Chi offre di più? Un pezzo di città in vendita a Londra per 20 milioni

La cifra è clamorosa. La notizia ha fatto il giro dei quotidiani na­zionali ed esteri, ma non ha scaldato le redazioni delle nostra cit­tà. Transeat. L’8 luglio, da Christie’s, a Londra, verrà mes­sa all’asta la maestosa “Veduta di Verona con il Ponte delle Na­vi” di Bernardo Bellotto (1721-1780). Il dipinto sarà messo in vendita du­rante l’asta online “Old Ma­sters” con la stima record di 12-18 milioni di sterline, ossia tra i 15 e i 20 milioni di euro. Christie’s è la più celebre ca­sa d’asta al mondo.

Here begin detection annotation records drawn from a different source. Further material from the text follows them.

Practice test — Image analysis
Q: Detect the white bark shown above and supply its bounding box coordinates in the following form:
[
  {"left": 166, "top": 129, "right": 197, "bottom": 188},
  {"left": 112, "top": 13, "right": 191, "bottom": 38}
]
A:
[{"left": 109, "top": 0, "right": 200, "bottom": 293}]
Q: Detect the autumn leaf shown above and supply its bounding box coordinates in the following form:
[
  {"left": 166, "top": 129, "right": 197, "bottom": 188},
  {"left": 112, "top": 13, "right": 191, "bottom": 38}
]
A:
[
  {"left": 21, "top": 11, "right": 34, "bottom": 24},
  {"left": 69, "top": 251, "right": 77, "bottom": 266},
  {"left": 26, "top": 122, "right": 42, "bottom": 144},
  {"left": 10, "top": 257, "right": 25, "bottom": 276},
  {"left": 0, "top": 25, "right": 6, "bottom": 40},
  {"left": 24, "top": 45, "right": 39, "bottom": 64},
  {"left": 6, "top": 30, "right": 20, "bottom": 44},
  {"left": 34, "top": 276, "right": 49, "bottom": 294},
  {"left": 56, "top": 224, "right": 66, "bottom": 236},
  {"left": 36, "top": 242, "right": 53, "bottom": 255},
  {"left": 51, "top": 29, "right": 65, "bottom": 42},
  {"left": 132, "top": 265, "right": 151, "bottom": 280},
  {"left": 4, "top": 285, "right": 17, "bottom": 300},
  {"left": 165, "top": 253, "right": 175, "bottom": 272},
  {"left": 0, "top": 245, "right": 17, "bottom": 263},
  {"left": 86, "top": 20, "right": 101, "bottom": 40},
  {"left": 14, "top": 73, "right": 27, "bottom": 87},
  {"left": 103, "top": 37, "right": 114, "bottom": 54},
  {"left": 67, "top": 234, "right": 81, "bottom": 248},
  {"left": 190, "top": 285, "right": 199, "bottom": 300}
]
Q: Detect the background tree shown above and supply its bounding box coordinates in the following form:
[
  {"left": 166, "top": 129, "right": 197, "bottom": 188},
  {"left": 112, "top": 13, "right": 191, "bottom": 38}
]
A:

Tra i ca­polavori battuti, la collezione del Duca di Buckingham, quella del Duca di Hamilton e di Devonshire, l’As­senzio di Degas, l’Adorazione dei Magi di Mantegna, La Rue Mon­sieur aux Paveurs di Ma­net (la pittura impressionista più costosa mai battuta in un’a­sta), e ancora il Ritratto di Adeline Ra­voux di Van Gogh.

L’ORIGINE DELL’OPERA

Ma torniamo alla Veduta di Ve­rona con il Ponte delle Navi. La veduta ve­ronese ven­­ne dipinta dal pittore veneziano intorno al 1745-47, al­­l’età di venticinque anni. L’o­pera è considerata un capolavoro degli inizi della carriera del pittore, insieme al dipinto “Verona dal Ponte Nuovo che guarda al monte con Castel San Pietro”, custodito al Ca­stello Powis, Na­tional. Il dipinto ha una provenienza bri­tannica aristocratica risalente al 1771, ed è apparso per l’ultima volta all’asta da Christie’s nel 1971, quando fu acquistato dall’attuale proprietario. E’ stato prestato a lungo termine alla National Gallery of Scotland di Edimburgo dal 1973. Nipote di Canaletto, celebrato come uno dei più grandi pittori di vedute topografiche, Bel­lot­to è stato de­erminante nello sviluppo del genere in tutta Europa nel XVIII secolo. Il dipinto che verrà messo all’asta è una testimonianza della sua straordinaria arte. Da evidenziare, in particolare, la resa accurata dei dettagli topografici, così come la ca­pacità di catturare la luce atmosferica di una scena e l’abilità nel raffigurare i dettagli narrativi. Verona gira il mondo e non lo fa solo per l’Arena e il Vinitaly. C’è un mondo fuori Verona. E però, per parlarne, bisognerebbe conoscerlo e interessarsi.